¿Cómo es que el populismo, concepto y sistema que a fines del siglo pasado había desaparecido casi del vocabulario político, hoy predomina en tantos países? Los húngaros, británicos, estadounidenses y polacos tendrán su explicación. La mía es una explicación iberoamericana.
Hace veinticinco años, la revista “The New Republic” me invitó al estreno de la película “Evita”, con Madonna en el papel principal y Antonio Banderas como el Che Guevara. El imaginario tango que bailan aquellos dos personajes parecía simbolizar su definitiva neutralización por la cultura del espectáculo. Brillarían como dos estrellas –ella, la “santa de los descamisados”; él, el emblema de la revolución–, pero no en el firmamento de la historia, sino en la parafernalia del mercado: pósteres, camisetas, tatuajes. El peronismo de raíz fascista y la revolución de inspiración comunista habían sido desmentidos por la democracia liberal que, en aquel momento, parecía una conquista definitiva.
Es obvio que ni Evita ni el Che se comparaban con los grandes monstruos ungidos por el pueblo que habían desatado la hecatombe del siglo XX, pero ambos encarnaban mitos poderosos: el pacto místico entre el líder y el pueblo, y la promesa del “hombre nuevo”. Al escribir sobre ellos, puse especial atención en el populismo peronista como una variante del fascismo, una adulteración de la democracia que usa sus reglas, instituciones y libertades para acabar con ellas. Y tomé buena nota de las pulsiones asesinas y dogmáticas del Che Guevara, que habría volado en pedazos al mundo si de él hubiera dependido. Por fortuna, pensé, gracias a la democracia que imperaba en todos los países de América Latina, salvo Cuba, el ciudadano podía elegir a sus líderes y construir pacientemente, no un “hombre nuevo”, un hombre mejor.
Pero la historia nunca cierra sus capítulos. De pronto, como un cadáver que sale del clóset (en este caso de la pantalla), advertí la extraña trasmutación de ambos personajes en un vociferante jefe de paracaidistas llamado Hugo Chávez que, tras intentar sin éxito un golpe de Estado en 1992, se había convertido en el presidente de Venezuela. En los primeros años del siglo XXI, comprendí que la normalidad democrática era una alucinación de fin de milenio. Lo que llamamos la humanidad, esa masa desmemoriada, no aprende, no asimila: reincide, repite.

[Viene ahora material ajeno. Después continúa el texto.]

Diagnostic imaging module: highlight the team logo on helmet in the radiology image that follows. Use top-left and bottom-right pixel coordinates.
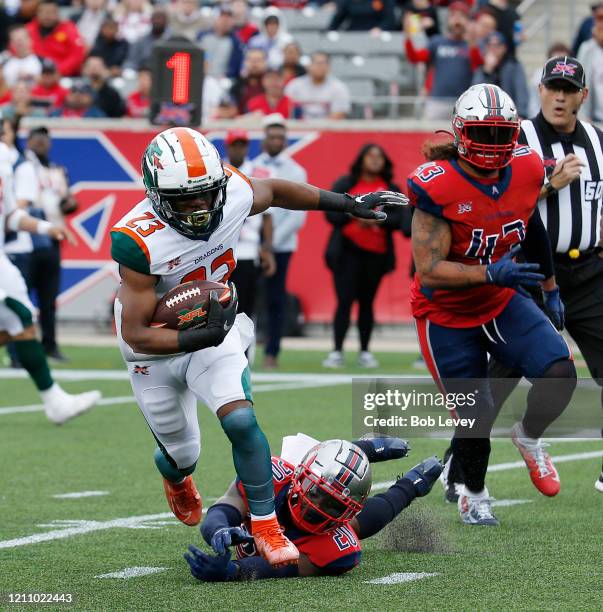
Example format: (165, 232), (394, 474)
(288, 440), (372, 534)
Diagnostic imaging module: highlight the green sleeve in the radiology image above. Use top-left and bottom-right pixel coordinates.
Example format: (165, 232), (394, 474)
(110, 230), (151, 275)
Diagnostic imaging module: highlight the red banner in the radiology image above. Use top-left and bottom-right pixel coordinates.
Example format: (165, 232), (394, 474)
(288, 130), (428, 323)
(55, 127), (433, 322)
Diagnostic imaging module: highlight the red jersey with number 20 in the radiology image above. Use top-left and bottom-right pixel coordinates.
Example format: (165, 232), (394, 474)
(408, 147), (544, 327)
(235, 457), (362, 574)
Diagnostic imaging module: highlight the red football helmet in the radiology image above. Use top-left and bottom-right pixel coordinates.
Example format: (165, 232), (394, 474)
(452, 83), (520, 170)
(288, 440), (372, 534)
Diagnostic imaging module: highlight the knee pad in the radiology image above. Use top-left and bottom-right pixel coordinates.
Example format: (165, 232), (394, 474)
(141, 387), (188, 436)
(220, 406), (257, 447)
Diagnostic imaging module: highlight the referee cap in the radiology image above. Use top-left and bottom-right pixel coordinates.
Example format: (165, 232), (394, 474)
(541, 56), (586, 89)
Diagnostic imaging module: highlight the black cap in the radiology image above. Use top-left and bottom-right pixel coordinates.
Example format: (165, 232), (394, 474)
(40, 58), (57, 73)
(70, 80), (94, 95)
(541, 56), (586, 89)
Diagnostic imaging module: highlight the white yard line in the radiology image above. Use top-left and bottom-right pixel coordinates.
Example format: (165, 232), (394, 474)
(53, 491), (109, 499)
(487, 450), (603, 472)
(365, 572), (439, 585)
(95, 567), (167, 579)
(0, 369), (356, 383)
(490, 499), (532, 507)
(371, 450), (603, 492)
(0, 375), (352, 416)
(0, 396), (134, 416)
(0, 512), (173, 549)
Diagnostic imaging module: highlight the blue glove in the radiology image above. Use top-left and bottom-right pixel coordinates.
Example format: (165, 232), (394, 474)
(356, 436), (410, 462)
(403, 456), (443, 497)
(542, 287), (565, 331)
(184, 545), (239, 582)
(210, 526), (254, 555)
(486, 244), (545, 297)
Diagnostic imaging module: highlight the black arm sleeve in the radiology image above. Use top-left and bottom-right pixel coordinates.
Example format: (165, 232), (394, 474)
(200, 503), (243, 547)
(522, 211), (555, 280)
(355, 477), (416, 540)
(324, 177), (353, 226)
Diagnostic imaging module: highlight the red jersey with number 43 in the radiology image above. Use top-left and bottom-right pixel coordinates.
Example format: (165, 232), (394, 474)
(407, 147), (545, 327)
(235, 457), (362, 574)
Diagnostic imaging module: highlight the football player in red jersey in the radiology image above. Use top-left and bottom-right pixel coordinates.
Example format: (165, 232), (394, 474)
(184, 437), (442, 581)
(408, 84), (577, 525)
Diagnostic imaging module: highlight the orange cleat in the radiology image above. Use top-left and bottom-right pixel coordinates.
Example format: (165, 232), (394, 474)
(251, 515), (299, 567)
(511, 423), (560, 497)
(163, 476), (202, 526)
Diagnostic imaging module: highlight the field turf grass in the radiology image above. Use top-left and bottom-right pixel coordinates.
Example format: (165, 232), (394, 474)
(0, 345), (601, 611)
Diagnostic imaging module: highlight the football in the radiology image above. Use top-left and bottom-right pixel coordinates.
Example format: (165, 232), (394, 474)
(151, 280), (231, 331)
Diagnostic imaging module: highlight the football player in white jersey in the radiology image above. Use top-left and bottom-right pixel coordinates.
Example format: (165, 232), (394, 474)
(0, 133), (101, 424)
(110, 127), (407, 567)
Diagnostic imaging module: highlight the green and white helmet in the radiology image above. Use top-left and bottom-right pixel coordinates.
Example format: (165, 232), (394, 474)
(141, 127), (228, 239)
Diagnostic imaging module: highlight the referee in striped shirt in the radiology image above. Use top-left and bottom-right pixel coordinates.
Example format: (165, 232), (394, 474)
(444, 57), (603, 499)
(497, 56), (603, 492)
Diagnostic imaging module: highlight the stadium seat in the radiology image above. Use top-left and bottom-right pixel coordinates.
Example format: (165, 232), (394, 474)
(331, 55), (401, 82)
(291, 31), (405, 57)
(281, 8), (334, 31)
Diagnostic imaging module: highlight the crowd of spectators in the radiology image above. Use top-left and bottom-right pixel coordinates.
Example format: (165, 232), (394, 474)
(0, 0), (599, 123)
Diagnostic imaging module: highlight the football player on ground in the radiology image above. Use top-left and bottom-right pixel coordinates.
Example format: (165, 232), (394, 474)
(409, 84), (576, 525)
(110, 127), (407, 566)
(0, 125), (101, 424)
(184, 436), (442, 581)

Comencé entonces a observar la arena política venezolana, donde Chávez replicaba los abusos del peronismo contra la democracia y la libertad: suprimió la división de poderes, sometió a las cortes, reprimió la libertad de expresión, controló el sistema educativo, creó un aparato de propaganda dirigido por un discípulo de Goebbels. El general Perón, aunque no exento de magnetismo, había necesitado una figura carismática dotada de un gigantesco megáfono. Y eso fue lo que aportó Evita. Militar como Perón, actor supremo como Evita, Hugo Chávez reproducía los mismos actos autoritarios y demagógicos en Venezuela. No obstante, “se necesitan dos para bailar tango” y por eso Chávez buscó una pareja ideológica para bailar con Eva, y la encontró en el Che. Eva aportaba el carisma; el Che, el socialismo.
Pero ¿quién escribió la letra? ¿Quién dirigía la orquesta? Fidel Castro, maestro supremo, guiaba los pasos de Chávez. A sugerencia suya Chávez creó las famosas “misiones sociales”. Gracias a ellas, dilapidando los inconmensurables ingresos petroleros, destruyendo empresas e instituciones, Chávez pudo establecer un vínculo personal con el pueblo ofreciéndole salud, educación, alimentos, deporte, todo a cambio de adoración y obediencia. Así nació el populismo latinoamericano del siglo XXI.
Y Venezuela bailó por catorce años al ritmo que le impuso Chávez, hasta que la destrucción de la estructura económica acabó con la fiesta.